Era cierto, por absurdo que parezca yo sabía que él era el Diablo. Supongo que entre sus facultades está la de dotarse de verosimilitud a ojos de los mortales. Además, aquellas palabras solo resonaron en mi interior, mientras que en su faz se dibujaba, por primera vez, una sonrisa… diabólica.

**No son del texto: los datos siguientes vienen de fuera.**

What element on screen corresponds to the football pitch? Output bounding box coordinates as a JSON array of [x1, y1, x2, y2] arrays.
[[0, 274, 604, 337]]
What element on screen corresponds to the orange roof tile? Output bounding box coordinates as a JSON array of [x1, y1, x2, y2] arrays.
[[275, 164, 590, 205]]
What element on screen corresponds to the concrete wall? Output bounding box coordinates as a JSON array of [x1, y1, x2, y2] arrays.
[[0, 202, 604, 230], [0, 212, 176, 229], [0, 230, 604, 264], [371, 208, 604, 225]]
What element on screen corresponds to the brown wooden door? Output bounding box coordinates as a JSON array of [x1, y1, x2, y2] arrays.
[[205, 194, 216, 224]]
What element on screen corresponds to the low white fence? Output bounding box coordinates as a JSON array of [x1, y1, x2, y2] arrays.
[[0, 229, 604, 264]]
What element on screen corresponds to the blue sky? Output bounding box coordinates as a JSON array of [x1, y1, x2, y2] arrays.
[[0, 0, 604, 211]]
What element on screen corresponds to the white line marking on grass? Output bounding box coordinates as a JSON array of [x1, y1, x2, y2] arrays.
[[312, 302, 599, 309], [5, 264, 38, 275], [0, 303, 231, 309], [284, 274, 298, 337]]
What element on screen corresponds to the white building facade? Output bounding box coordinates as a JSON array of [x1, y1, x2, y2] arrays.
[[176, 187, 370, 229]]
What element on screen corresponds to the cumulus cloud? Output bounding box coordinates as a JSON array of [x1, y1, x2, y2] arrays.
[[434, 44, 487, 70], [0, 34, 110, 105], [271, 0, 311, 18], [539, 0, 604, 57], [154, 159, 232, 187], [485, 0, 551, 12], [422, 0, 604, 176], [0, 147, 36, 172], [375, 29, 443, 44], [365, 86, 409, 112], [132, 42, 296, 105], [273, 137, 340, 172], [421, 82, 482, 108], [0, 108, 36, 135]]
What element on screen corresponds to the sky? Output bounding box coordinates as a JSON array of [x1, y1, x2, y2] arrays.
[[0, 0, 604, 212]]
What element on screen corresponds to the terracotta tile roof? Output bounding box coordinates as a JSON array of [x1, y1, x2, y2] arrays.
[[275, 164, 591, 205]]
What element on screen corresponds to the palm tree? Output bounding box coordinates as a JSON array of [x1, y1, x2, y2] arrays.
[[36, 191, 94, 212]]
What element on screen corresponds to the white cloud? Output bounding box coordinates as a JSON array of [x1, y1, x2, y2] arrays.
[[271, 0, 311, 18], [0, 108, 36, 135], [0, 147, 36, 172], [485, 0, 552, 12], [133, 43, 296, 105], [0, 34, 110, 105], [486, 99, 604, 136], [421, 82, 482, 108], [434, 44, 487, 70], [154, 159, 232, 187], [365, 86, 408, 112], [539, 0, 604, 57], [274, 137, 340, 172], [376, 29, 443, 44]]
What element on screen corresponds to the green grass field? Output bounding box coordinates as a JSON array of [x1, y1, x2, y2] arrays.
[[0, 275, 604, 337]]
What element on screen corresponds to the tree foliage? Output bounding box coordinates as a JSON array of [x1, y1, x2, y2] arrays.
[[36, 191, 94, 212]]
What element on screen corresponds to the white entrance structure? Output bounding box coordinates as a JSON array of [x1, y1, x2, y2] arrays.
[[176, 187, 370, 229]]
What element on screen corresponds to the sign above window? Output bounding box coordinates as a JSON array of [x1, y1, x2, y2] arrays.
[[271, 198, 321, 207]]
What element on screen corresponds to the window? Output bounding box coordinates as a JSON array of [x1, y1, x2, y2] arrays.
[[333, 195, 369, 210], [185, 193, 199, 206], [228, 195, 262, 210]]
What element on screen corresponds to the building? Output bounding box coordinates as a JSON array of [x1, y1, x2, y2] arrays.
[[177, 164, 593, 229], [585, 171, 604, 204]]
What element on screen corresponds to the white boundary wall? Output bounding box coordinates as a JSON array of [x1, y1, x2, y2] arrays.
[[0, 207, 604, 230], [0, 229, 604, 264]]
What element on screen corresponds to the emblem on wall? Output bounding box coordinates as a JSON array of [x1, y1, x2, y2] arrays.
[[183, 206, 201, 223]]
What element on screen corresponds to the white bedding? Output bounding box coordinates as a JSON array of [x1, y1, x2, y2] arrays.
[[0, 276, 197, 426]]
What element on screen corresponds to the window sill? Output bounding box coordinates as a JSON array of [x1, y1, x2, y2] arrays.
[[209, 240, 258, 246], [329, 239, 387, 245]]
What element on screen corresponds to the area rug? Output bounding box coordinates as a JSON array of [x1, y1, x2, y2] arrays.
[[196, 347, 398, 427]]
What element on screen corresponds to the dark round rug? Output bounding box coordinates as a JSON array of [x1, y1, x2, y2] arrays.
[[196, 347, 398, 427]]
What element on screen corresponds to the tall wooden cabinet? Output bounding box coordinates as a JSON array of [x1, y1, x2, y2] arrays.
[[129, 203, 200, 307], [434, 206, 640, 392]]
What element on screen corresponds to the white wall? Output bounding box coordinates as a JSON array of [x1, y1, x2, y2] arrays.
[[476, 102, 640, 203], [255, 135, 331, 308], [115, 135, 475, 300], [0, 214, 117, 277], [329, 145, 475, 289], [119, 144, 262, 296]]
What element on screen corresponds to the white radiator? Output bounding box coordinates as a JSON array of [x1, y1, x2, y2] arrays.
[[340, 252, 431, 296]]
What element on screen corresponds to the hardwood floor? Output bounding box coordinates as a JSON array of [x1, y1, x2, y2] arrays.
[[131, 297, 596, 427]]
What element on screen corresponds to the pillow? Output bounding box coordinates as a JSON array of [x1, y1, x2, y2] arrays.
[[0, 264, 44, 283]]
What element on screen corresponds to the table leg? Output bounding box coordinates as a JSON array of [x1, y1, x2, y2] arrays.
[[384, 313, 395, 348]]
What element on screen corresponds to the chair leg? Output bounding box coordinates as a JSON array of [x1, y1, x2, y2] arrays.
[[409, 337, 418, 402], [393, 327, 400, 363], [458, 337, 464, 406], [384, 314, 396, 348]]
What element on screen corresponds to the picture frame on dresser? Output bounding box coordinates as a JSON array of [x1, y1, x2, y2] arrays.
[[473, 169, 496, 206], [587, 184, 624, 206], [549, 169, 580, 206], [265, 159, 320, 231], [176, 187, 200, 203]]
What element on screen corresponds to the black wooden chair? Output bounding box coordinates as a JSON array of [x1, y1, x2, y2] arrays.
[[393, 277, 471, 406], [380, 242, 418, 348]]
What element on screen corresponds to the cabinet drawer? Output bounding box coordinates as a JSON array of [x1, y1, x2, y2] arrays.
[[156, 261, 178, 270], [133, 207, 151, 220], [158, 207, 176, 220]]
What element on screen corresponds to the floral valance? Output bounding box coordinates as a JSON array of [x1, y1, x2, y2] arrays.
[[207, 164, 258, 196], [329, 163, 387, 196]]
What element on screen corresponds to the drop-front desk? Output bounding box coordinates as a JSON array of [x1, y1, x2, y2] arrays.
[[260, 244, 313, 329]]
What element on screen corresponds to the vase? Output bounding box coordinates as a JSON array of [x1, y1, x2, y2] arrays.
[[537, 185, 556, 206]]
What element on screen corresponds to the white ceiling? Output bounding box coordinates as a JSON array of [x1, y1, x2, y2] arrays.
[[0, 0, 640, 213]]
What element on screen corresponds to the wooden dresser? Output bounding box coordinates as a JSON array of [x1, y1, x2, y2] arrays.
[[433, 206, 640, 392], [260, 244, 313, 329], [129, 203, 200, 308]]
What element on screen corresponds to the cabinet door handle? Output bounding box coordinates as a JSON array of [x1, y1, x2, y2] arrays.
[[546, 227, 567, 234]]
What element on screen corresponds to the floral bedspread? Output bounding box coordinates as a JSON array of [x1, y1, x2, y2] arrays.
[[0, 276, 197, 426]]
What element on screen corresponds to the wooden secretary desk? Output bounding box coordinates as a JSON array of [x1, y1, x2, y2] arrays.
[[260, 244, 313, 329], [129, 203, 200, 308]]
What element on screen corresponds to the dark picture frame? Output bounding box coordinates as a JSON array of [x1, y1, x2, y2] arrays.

Tardé unos segundos en asimilar la situación, y en efectuar la interrogación clave:
—¿Qué me pedirás a cambio?
—Así me gusta, que vayas directo al grano —dijo el demonio sonriendo entonces abiertamente—. Toda acción debe tener su correspondiente compensación, es una ley natural que incluso yo he de respetar. Es la conservación del equilibrio universal, así que para poder cumplir tu mayor deseo, antes deberás renunciar a aquello que más estimas.
—¿A qué te refieres? ¿A qué debo renunciar?
—Busca la respuesta en tu alma. ¿Qué cosa aprecias con mayor fervor? Deshazte de ella y en la próxima función tu voz sonará como un coro celestial.
Alguien habló a mis espaldas y me giré.
—¿Con quién discutes, padre?
Volví a mirar hacia la silla antes de responder, pero allí ya no había nadie.
—Hablaba solo hijo, llévame a casa.

Ni qué decir tiene que pasé la semana dándole vueltas al asunto. No todos los días se te presenta el Diablo. ¿Qué era lo yo más estimaba? Y si me deshacía de ello,  ¿podía fiarme de su palabra?  ¿De la palabra de Satán?
Después de mucho pensar, llegué a la conclusión de que el Diablo debía referirse a mi viejo auto. Un Mercedes 600 del año 67, el mejor coche de la historia. Si no lo conocéis no malgastaré elogios en exaltar su belleza, su diseño, su tecnología… ni antes ni después, jamás, se ha construido otra máquina igual. Solo diré que era mi más preciado tesoro, de hecho mi único tesoro, pues si bien mi carrera me permitía vivir holgadamente, no había hecho de mí un hombre rico.
El vehículo descansaba en nuestro garaje, reluciente e impoluto. Bajé a verlo varias veces durante aquellos días, y cada vez mi corazón se encogía con desasosiego. Estaba convencido; aquella reliquia era la «cosa que con más fervor apreciaba» ¿Estaba dispuesto a perderla por una noche de éxito?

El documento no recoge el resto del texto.